ABSTRACT

At the end of the nineteenth century two Mrs Wards, not related to each other,

were writing novels in England. The older and more celebrated was Mrs

Humphry Ward, born Mary Augusta Arnold, a niece of Matthew Arnold; Max

Beerbohm drew her as a precocious small girl directing at her smiling uncle the

pained enquiry, 'Why, Uncle Matthew, oh why, will not you be always wholly serious?' Mrs Humphry Ward was famous as the author of Robert Elsmere,

published in 1888, a novel sympathetically describing the loss of faith of a

Victorian clergyman, which included fictional portraits of Walter Pater and

T.H. Green.

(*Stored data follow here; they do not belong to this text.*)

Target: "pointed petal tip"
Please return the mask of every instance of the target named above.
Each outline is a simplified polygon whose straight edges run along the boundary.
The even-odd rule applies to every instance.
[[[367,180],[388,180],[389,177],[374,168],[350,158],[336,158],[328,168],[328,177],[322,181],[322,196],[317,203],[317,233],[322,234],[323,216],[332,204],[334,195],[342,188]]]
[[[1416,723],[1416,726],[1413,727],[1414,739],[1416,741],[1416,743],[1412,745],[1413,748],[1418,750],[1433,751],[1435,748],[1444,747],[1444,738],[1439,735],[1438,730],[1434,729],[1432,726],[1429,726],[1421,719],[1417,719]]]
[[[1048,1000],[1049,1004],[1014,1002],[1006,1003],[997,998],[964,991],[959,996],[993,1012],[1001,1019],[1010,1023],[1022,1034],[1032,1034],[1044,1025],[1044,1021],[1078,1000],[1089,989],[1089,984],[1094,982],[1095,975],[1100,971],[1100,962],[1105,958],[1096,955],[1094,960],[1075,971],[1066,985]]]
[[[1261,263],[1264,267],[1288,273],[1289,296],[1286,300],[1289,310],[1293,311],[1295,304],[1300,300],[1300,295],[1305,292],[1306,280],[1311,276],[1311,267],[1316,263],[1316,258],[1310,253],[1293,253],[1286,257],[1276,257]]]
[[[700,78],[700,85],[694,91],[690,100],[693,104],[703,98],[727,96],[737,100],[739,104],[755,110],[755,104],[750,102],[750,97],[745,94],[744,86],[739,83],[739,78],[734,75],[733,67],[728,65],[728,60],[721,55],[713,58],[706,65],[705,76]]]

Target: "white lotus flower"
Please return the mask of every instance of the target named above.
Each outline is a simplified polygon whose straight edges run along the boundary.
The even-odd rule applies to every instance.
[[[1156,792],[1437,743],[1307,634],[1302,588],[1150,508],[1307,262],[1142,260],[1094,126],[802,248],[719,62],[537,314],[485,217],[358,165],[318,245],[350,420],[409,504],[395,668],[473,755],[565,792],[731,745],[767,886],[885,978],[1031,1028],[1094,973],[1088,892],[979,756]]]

Mrs Wilfrid Ward was never so celebrated, though One Poor

Scruple, a novel of faith, not of doubt, was very well received in 1899. Indeed a

reviewer in Punch insisted that it was 'far and away better work than anything which the authoress of Robert Elsmere has given to the world'. In general,

though, Mrs Humphry's reputation has survived rather better than Mrs

Wilfrid's; the reverent agnosticism of the one has seemed more approachable than the intense Catholicism of the other. One Poor Scruple has been almost

forgotten, and the new edition should give readers a chance to discover for

themselves a distinguished early example of what later became known as the

'Catholic novel'. It is also an absorbing work of fiction in its own right, which needs no apology before it can be appreciated for its literary qualities.